Alguna vez comenté con Sergio Granados que no me interesaba participar en el concurso del desplegado del Chivas contra Toluca de la jornada 1 del Torneo Bicentenario porque no me gusta la tónica de los desplegados, que suele ser de mofa. Yo, más bien, propondría apoyar a Chivas, sin atacar al rival, y por eso le sugerí que preferiría que se organizara un concurso de canciones de apoyo al Chiverío; algo así como una guerra de bandas rojiblancas. Parece que le agradó la idea.
Ese es un buen ejemplo; evidentemente, yo no tengo los medios ni la capacidad para organizar tal concurso por cuenta propia (aunque no estaría mal intentarlo), pero puedo ofrecer esa, y otras ideas, a la directiva. Y lo mejor de todo es que esa idea y más pueden ser aportadas por toda la afición rojiblanca, pero antes, insisto, se debe reestablacer la confianza.

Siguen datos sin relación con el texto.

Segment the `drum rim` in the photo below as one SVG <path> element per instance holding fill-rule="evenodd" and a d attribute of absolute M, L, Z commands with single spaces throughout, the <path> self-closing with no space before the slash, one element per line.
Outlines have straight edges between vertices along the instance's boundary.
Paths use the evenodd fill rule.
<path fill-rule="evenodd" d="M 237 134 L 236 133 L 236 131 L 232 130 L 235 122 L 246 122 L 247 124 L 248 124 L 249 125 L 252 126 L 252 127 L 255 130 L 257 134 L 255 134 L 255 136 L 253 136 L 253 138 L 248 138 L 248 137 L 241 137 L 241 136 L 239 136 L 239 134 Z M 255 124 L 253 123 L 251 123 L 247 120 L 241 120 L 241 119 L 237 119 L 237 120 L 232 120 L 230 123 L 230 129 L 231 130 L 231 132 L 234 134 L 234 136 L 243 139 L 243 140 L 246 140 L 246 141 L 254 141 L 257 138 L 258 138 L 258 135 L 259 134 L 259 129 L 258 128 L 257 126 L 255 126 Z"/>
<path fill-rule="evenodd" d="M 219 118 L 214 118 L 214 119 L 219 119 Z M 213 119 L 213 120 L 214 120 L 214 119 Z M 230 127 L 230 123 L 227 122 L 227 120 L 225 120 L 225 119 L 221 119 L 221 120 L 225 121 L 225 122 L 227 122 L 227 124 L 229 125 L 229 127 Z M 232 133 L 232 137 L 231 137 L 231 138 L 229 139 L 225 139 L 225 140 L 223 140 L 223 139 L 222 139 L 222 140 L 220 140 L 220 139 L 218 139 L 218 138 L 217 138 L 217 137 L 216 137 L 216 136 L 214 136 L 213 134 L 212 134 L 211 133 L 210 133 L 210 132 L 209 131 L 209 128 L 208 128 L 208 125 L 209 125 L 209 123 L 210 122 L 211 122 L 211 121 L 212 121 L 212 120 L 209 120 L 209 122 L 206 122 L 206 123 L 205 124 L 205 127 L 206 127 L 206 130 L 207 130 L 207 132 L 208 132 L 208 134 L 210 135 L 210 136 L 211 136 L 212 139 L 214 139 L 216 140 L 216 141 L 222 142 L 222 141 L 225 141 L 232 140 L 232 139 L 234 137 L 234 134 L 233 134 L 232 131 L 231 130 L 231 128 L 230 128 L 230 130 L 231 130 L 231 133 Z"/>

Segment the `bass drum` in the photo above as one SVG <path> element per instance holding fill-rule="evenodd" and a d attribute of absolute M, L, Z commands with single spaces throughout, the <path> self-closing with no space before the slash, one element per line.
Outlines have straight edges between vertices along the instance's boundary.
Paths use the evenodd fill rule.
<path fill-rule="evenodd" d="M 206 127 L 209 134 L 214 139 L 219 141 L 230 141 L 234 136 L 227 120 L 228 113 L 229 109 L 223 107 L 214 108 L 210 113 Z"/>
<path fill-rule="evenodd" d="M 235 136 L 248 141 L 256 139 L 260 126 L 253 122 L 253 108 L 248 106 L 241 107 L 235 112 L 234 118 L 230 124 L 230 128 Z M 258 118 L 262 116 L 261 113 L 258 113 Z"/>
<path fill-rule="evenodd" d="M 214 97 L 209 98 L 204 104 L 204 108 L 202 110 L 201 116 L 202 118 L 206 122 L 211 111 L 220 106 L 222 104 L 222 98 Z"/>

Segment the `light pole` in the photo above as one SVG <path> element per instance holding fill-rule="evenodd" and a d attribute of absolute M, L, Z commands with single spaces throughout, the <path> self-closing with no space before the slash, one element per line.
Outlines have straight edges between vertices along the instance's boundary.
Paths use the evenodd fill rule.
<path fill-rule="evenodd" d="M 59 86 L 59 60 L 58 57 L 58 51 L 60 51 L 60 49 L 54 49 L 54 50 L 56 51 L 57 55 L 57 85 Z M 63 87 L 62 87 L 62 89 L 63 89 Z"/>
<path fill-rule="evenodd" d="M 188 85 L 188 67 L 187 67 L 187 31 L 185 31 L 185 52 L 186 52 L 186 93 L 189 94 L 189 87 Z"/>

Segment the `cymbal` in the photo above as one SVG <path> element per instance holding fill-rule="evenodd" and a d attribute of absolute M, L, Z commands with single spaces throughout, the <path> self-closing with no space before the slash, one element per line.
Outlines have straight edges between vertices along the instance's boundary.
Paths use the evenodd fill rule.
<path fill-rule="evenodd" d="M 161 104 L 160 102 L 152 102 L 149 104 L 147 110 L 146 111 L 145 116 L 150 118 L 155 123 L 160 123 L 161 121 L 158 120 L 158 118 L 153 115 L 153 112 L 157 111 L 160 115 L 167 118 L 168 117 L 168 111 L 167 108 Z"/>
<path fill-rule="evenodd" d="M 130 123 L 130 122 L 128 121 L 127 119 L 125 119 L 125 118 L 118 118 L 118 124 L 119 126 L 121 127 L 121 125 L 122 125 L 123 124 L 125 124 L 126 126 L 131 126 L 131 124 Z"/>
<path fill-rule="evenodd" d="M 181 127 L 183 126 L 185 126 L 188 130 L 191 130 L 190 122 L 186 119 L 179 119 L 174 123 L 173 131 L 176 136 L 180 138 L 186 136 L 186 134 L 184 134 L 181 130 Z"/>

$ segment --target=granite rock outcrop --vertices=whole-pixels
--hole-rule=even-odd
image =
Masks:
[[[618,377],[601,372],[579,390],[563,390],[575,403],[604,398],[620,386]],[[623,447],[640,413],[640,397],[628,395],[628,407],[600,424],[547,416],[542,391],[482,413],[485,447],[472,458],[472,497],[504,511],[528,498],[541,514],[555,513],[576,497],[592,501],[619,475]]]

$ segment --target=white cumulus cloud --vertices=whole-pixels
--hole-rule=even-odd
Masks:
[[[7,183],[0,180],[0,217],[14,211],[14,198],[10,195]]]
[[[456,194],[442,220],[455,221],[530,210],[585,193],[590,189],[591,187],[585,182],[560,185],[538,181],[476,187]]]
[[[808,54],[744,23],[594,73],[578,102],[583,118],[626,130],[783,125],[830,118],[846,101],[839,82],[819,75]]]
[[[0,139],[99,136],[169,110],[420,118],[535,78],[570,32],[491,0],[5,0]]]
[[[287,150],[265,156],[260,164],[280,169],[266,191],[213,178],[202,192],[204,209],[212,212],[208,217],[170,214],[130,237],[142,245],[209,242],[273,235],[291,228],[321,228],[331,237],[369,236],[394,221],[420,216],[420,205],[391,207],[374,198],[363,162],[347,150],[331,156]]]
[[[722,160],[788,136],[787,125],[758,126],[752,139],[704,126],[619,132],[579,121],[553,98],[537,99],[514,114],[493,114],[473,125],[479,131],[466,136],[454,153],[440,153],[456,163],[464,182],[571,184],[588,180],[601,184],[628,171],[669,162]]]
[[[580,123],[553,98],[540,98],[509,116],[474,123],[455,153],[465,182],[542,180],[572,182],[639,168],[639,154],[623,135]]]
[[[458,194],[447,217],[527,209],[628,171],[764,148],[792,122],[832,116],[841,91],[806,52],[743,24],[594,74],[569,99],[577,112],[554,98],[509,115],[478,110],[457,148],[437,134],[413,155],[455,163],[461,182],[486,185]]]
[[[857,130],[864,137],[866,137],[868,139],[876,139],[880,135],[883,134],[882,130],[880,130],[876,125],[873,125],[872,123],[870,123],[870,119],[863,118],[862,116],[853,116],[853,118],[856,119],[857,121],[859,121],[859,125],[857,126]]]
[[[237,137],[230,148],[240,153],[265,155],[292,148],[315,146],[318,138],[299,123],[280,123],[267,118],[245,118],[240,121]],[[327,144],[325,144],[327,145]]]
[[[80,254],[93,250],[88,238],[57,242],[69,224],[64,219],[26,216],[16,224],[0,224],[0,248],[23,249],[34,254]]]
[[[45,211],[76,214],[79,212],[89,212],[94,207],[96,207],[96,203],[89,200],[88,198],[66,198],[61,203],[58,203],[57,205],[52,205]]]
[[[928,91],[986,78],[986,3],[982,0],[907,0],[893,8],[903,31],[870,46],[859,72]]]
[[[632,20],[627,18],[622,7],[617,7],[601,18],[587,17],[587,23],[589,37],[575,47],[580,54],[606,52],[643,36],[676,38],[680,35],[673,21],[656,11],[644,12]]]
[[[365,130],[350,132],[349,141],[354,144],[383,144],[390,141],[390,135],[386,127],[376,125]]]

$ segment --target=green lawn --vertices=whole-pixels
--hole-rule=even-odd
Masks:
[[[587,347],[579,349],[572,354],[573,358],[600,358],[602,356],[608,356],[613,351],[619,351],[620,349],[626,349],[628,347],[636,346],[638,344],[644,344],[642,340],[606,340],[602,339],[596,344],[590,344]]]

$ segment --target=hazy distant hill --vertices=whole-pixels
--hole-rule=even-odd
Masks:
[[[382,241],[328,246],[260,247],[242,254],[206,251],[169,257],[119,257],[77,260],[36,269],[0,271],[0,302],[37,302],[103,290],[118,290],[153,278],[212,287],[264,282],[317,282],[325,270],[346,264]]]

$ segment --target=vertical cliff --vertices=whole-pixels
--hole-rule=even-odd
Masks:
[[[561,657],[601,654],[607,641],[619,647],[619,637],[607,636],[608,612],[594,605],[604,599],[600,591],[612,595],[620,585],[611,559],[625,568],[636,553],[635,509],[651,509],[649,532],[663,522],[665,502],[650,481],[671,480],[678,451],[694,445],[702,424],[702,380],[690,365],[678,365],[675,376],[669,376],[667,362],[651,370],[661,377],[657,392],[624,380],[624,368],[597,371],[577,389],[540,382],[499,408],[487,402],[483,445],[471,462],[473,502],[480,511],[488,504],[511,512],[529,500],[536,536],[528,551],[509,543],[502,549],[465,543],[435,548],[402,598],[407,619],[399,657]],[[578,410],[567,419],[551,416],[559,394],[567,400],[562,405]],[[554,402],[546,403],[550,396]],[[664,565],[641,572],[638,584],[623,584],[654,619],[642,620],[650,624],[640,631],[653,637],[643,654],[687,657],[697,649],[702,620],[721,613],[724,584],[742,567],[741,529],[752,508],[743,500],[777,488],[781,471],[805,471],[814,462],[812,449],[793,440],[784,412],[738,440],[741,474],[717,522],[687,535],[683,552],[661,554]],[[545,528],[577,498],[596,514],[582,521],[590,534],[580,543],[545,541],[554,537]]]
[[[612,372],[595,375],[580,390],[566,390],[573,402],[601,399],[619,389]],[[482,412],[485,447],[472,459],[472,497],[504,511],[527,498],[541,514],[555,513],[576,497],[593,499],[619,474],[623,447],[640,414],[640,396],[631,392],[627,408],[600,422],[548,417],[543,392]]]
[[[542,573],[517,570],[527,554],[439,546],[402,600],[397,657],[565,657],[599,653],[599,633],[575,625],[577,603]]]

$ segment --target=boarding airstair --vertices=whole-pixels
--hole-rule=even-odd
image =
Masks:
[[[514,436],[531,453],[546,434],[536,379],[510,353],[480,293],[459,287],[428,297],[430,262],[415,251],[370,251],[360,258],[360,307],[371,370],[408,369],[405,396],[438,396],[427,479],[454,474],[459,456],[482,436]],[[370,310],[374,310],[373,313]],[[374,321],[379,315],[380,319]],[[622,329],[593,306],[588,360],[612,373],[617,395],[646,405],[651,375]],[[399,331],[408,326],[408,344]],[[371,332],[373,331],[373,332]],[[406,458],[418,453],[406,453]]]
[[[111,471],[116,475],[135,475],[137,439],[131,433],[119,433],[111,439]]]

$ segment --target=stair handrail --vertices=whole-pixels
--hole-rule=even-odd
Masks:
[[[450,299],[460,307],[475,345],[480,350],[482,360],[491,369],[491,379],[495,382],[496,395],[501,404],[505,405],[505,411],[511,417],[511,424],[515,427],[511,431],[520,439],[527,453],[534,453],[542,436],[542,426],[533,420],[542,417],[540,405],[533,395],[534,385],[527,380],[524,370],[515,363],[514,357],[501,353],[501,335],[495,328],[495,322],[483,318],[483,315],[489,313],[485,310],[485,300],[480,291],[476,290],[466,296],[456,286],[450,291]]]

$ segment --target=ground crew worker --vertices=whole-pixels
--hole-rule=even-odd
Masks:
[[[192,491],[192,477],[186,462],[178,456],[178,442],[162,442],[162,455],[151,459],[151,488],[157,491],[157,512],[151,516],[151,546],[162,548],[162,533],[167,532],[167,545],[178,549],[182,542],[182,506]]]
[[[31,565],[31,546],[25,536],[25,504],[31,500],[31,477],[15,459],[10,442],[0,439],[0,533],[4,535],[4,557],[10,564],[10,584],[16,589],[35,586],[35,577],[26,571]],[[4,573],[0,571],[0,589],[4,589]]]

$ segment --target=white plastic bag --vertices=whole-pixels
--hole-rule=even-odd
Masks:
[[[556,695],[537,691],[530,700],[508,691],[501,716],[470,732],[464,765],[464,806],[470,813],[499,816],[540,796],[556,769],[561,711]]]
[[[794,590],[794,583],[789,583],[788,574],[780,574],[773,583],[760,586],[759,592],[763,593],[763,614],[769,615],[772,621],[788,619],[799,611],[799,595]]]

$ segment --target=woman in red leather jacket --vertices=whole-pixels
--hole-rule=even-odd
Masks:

Debo decir algo más: ser incondicional de Chivas no me ha llevado ni me llevará a dejar de criticar un posible mal manejo de la directiva en el futuro (otra salida mala onda de un jugador emblemático sería terrorífica). Soy autocrítico conmigo, y por tanto lo soy con mi equipo. Sé que a mucha gente no le gustan las críticas porque creen que son ataques, pero debo aclarar que las críticas, más bien, son observaciones que pueden ser constructivas, no sólo destructivas.
En fin, que falta mucho por hacer para mejorar la relación entre la afición y la directiva. Las encuestas colocan a Chivas como el equipo del futbol mexicano con mayor número de aficionados, pero hoy tuve tiempo de leer una nota en Crónica en donde se dice que, a pesar de esto y de su paso imbatible en el Torneo Bicentenario, el Chiverío apenas registra el séptimo lugar en asistencia a su estadio, detrás del América (sin duda, ayudados por la tragicomedia Cabañas y por recibir en casa a los cementeros), Cruz Azul, Tigres, Querétaro, Morelia, Monterrey y Atlas.
Está visto que no basta con resultados, así que ahora yo pregunto: ¿Qué está dispuesta la directiva del Club Guadalajara a ofrecerle a la afición del Rebaño para volver a recuperar su confianza?